Elle la suivit en courant à perdre haleine, jetant des coups d’œil derrière elle, mais elle ne vit personne. Le sous-bois éclatait toujours de chants d’oiseaux, la musique sinistre s’élevait désormais dans son dos, portée par l’écho — comme une menace omniprésente.

Elle croyait l’avoir laissée loin derrière elle lorsqu’elle tomba nez à nez avec un écriteau cloué sur un tronc d’arbre, là où la sente qu’elle suivait se divisait en deux, formant un T dans les fougères. Sur l’écriteau était peinte une double flèche indiquant les deux possibilités qui s’offraient à elle. Au-dessus des flèches, deux mots : « LIBERTÉ » d’un côté, « MORT » de l’autre.

Elle eut un nouveau hoquet. Se pencha pour vomir dans les foudres au bord du chemin.

Elle se redressa, s’essuya la bouche avec un coin du plaid qui puait le renfermé, la poussière, la mort et la folie — elle s’en rendait compte à présent. Elle avait envie de pleurer, de se laisser tomber par terre et de ne plus bouger, mais il fallait qu’elle réagisse.

Elle savait que c’était un piège. Un de ses jeux pervers. Mort ou liberté… Si elle choisissait « liberté », que se passerait-il ? Quel genre de liberté lui offrirait-il ? Certainement pas celle de retourner à sa vie d’avant. La délivrerait-il de sa prison en la tuant ? Et si elle choisissait « mort » ? Était-ce une métaphore ? De quoi ? La mort de ses souffrances, la fin de son calvaire ? Elle s’élança de ce côté, tablant sur le fait que, dans l’esprit de ce malade, l’offre en apparence la plus alléchante était certainement la pire.
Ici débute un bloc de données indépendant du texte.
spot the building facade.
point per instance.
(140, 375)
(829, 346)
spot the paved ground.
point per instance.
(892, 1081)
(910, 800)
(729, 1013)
Elle courut encore une centaine de mètres avant de l’apercevoir : une forme allongée et sombre qui pendait verticalement à un mètre au-dessus du chemin.

Elle ralentit de nouveau, courant moins vite puis marchant pour finalement s’arrêter quand elle comprit de quoi il s’agissait, le cœur au bord des lèvres. Un chat était pendu à une branche, la ficelle qui l’étranglait lui serrait tellement le cou qu’il n’allait pas tarder à être décapité. Un bout de langue rose émergeait de son museau blanc et son corps était aussi raide qu’une planche.

Elle n’avait plus rien dans le ventre, elle n’en sentit pas moins un haut-le-cœur la secouer, un goût de bile dans sa bouche. En même temps qu’une peur glacée lui descendait le long de la colonne vertébrale.

Elle gémit. L’espoir diminua en elle comme la flamme d’une chandelle qui expire. Au plus profond d’elle-même, elle savait que ces bois et cette cave seraient les derniers endroits qu’elle verrait. Qu’il n’y avait pas d’issue. Pas plus aujourd’hui que les autres jours. Mais elle voulait encore y croire un tout petit peu.

Il n’y avait donc personne pour se promener dans cette maudite forêt ? Elle se demanda soudain où elle se trouvait : en France ou ailleurs ? Elle savait qu’il existait des pays où on pouvait marcher pendant des heures, des jours sans rencontrer âme qui vive.